Figure 1.
Effect of CTS on gene expression in AF cells derived from non-degenerate and degenerate IVDs.
Cells derived from non-degenerate (n = 3) or degenerate (n = 3) IVDs were mechanically stimulated with 10% CTS, 1.0 Hz frequency for 20 minutes and then incubated for up to 24 hours prior to analysis. QRT-PCR was used to analyse the gene expression of A) ADAMTS -4 or B) type I collagen, relative to the housekeeping gene GAPDH and normalised to the corresponding unloaded baseline control. Black and grey represent mechanically stimulated non-degenerate and degenerate AF cells, respectively. Values are mean of 3 donors+/− standard error mean. * denote a significant change (p≤0.05) in gene expression between mechanically stimulated and unstimulated baseline control.
Figure 2.
Effect of CTS on the gene expression of AF cells from non-degenerate and degenerate IVDs+/− peptides.
Cells derived from non-degenerate and degenerate IVDs were treated+/− RAD (50 µg/ml) or RGD (50 µg/ml) -peptides 30 minutes prior to mechanical stimulation with CTS at 10% strain, 1.0 Hz, for 20 minutes, then incubated for up to 24 hours prior to analysis. QRT-PCR was used to analyse the gene expression of A) ADAMTS -4 or B) type I collagen, relative to the housekeeping gene GAPDH and normalised to the corresponding unloaded baseline control in non-degenerate (n = 3) and degenerate (n = 3) AF cells, respectively. Black represents AF cells cyclically strained without peptide treatment, while speckles and stripes represent cells cyclically strained after treatment with RAD or RGD –peptides, respectively. Values are mean of 3 donors+/− standard error mean. *denote a significant change (p≤0.05) in gene expression between mechanically stimulated and unstimulated baseline control.
Figure 3.
Phosphorylation of FAK following treatment of AF cells derived from non-degenerate and degenerate IVDs with 1.0 Hz CTS.
AF cells derived from non-degenerate (n = 4) and degenerate (n = 3) IVDs were treated+/−1.0 Hz CTS in serum-free media and total protein extracted at timepoints of up to 20 minutes. Mechanically stimulated and unstimulated A) non-degenerate and B) degenerate protein samples (5 µg/well) were separated using 10% SDS-PAGE and probed using primary antibodies against phosphorylated FAK. Blots were then stripped using a stripping buffer, re-blocked and probed using an antibody against total FAK protein.
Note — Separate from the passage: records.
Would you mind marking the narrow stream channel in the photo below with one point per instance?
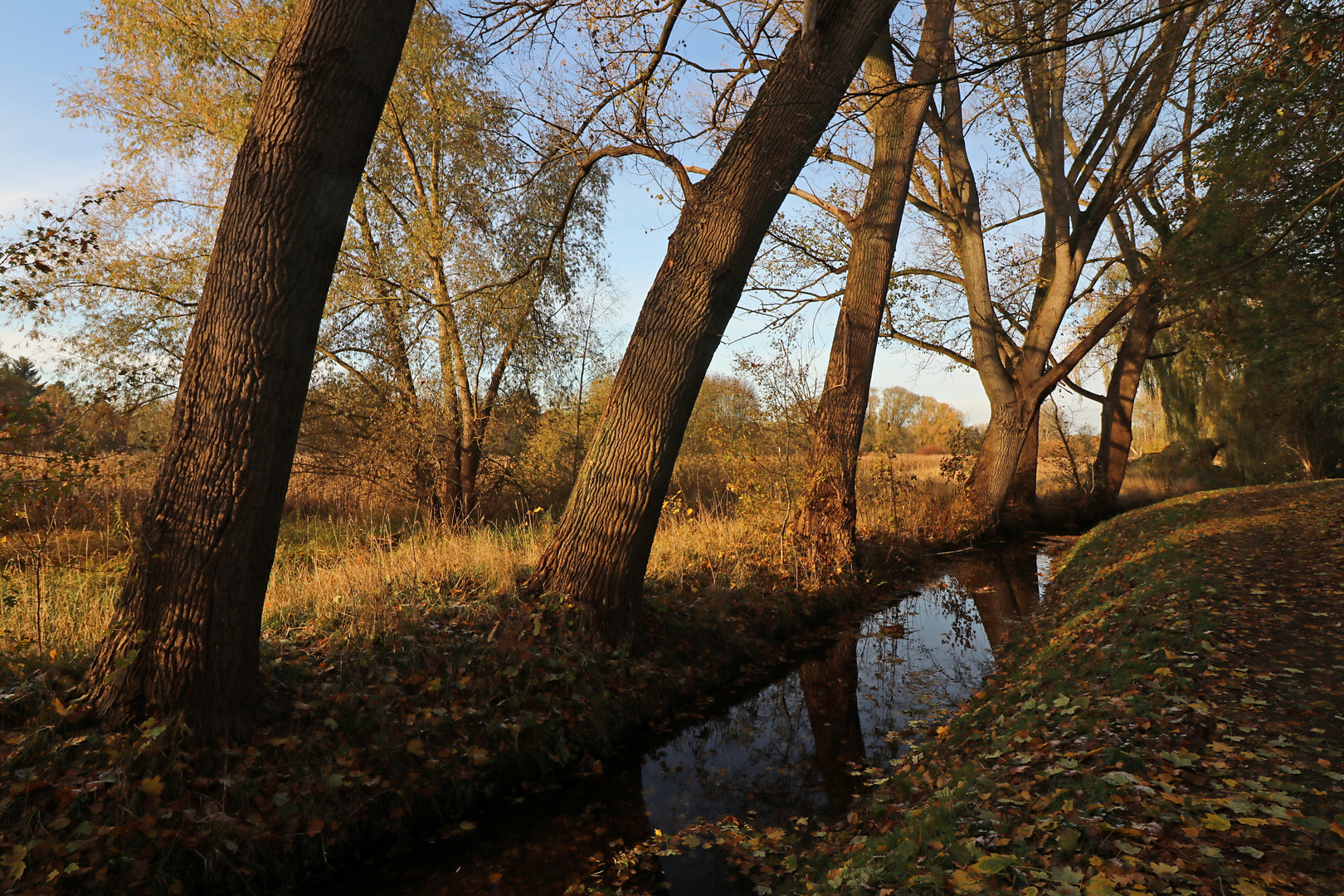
(784, 751)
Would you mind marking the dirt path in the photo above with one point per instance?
(1171, 722)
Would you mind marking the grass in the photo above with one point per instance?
(420, 680)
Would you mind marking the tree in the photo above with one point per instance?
(187, 624)
(440, 297)
(1082, 175)
(601, 547)
(830, 511)
(901, 422)
(1254, 364)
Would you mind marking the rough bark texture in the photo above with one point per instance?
(187, 622)
(1022, 511)
(1118, 412)
(601, 546)
(828, 512)
(830, 694)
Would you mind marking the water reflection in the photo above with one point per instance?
(785, 751)
(830, 694)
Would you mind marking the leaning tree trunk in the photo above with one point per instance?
(184, 637)
(601, 546)
(996, 465)
(1118, 411)
(828, 512)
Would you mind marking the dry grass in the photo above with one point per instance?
(363, 582)
(359, 581)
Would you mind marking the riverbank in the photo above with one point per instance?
(1171, 722)
(464, 694)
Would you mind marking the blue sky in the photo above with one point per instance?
(45, 158)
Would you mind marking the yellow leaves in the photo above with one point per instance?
(964, 883)
(1099, 885)
(993, 864)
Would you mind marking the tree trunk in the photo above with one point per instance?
(1022, 509)
(187, 624)
(830, 509)
(601, 546)
(996, 466)
(1118, 412)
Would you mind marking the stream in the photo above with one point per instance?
(782, 751)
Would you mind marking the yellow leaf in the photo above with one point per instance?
(964, 883)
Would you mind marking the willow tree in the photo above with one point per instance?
(186, 627)
(601, 547)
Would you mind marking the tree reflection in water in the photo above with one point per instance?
(785, 751)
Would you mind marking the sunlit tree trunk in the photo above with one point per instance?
(1022, 508)
(1018, 379)
(828, 512)
(186, 627)
(601, 546)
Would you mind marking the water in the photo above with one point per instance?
(785, 751)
C) The density of bands was quantified using a Syngene imaging system and the ratio of phosphorylated: total FAK protein normalised to timepoint controls and plotted as % change. *denotes a significant change (p≤0.05) between treatment groups.
Figure 4.
Phosphorylation of FAK following treatment of AF cells derived from non-degenerate IVDs with 1.0 Hz CTS, with and without pre-treatment with RGD or RAD peptides.
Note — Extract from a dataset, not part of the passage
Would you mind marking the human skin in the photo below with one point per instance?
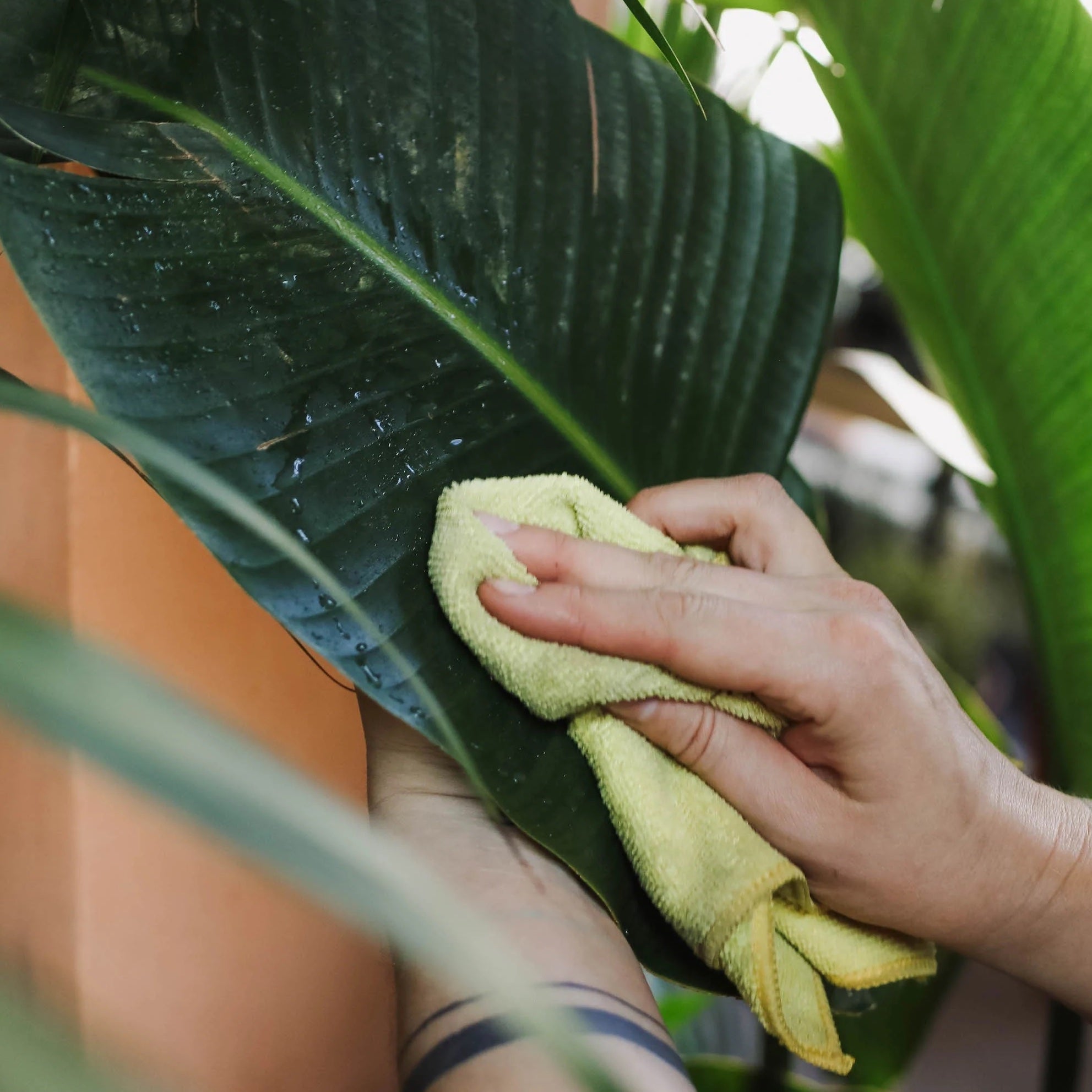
(882, 790)
(896, 807)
AF cells derived from non-degenerate IVDs (n = 4) were treated+/− RGD (50 µg/ml) or RAD (50 µg/ml) peptides, and mechanically stimulated (10% CTS, 1.0 Hz frequency) in serum-free media and total protein extracted at timepoints of 5 and 20 minutes. Mechanically stimulated and unstimulated,+/− RGD or RAD peptides, non-degenerate protein samples (5 µg/well) exposed to A) 5 minutes and B) 20 minutes of CTS, were separated using 10% SDS-PAGE and probed using primary antibodies against phosphorylated FAK. Blots were then stripped using a stripping buffer, re-blocked and probed using an antibody against total FAK protein. C) The density of bands were quantified using a Syngene imaging system and the ratio of phosphorylated: total FAK protein normalised to timepoint controls and plotted as % change. *denotes a significant change (p≤0.05) between treatment groups.